By WILLIAM DART
Verdi's Simon Boccanegra was one of the more unexpected offerings of the 2000 New Zealand Festival and if, like me, you didn't get down the line to see the opera, you may wish to look out this live recording of the Wellington production, just released through Trust CDs.
The quality of the performance on this two-disc package (complete with a handsome booklet featuring two succinct, informative essays by Roger Wilson) is, above all, a testament to Marco Guidarini. The Italian conductor has proved to be one of the mainstays of Los Angeles Opera and other international companies, and you can see why by the way he effortlessly sustains the tensions and connections through one of Verdi's more fragmented scores.

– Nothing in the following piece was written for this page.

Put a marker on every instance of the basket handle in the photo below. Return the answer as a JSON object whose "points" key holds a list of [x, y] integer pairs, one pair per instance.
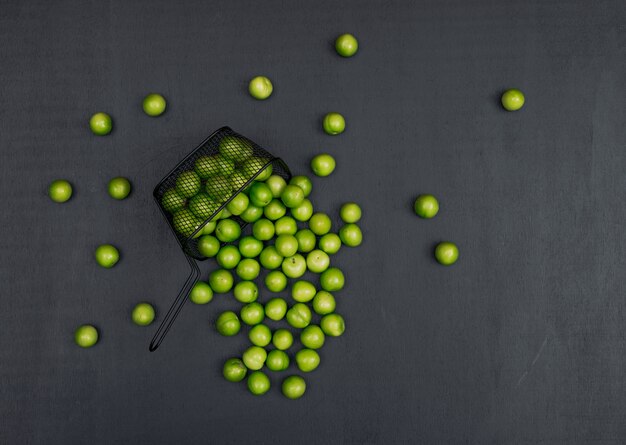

Balancing delicate lyricism and stormy outburst, it's Guidarini who ensures it all comes together as a unified piece of music theatre.
There's no doubt about it, in its moments of high drama, Simon Boccanegra sounds magnificent. The NZSO relish their brassier moments and the Chapman Tripp Opera Chorus chill the blood with their curses, sung and whispered.
Gordon Hawkins is a commanding Boccanegra, striding through "Sublimarmi a lei sperai" with appropriate vigour and, in the third act, revealing a more vulnerable side of his character with finesse.
Hawkins' final confrontation with Vladimir Vaneev's Fiesco is gripping stuff. Vaneev, a superb Boris in Valery Gergiev's 1998 recording of Mussorgsky's opera, brings his dark Russian bass to the Verdi role, although the vagaries of live recording mean the orchestra gets the better of him at times in his stirring "Delle faci festanti al barlume".
Verdi has written some of his most inspired pages for the lovers Amelia and Gabriele and, even on CD, there is a real chemistry in the playing of husband-and-wife team, Nuccia Focile and Paul Charles Clarke. Perhaps Focile is a mite nervous at first - the phrasing is certainly not as supple as it might be - but once Clarke makes his entrance, an emotional engagement is created and the music springs to life.
Among three New Zealanders playing small parts, Martin Snell makes the most of his opportunities as Pietro, with a ring of authority and the resonance of a true bass.
Having lived with this CD for some weeks, the reminders of the original staging increasingly intrude on my pleasure with all those irritating bumps and thuds, perfectly timed in some cases to undermine much of Verdi's most subtly written (and played) orchestral passages.
The shuffling and scuffling as Verdi portrays a dawn chorus of birdsong in Amelia's garden is insufferable and, at the end, there is something slightly ludicrous in hearing the thump of a dying Doge in the middle of a passage for solo strings.
* New Zealand Festival 2000: Simon Boccanegra, Live at the Michael Fowler Centre, conducted by Marco Guidarini. Trust CDs MMT 2045-46.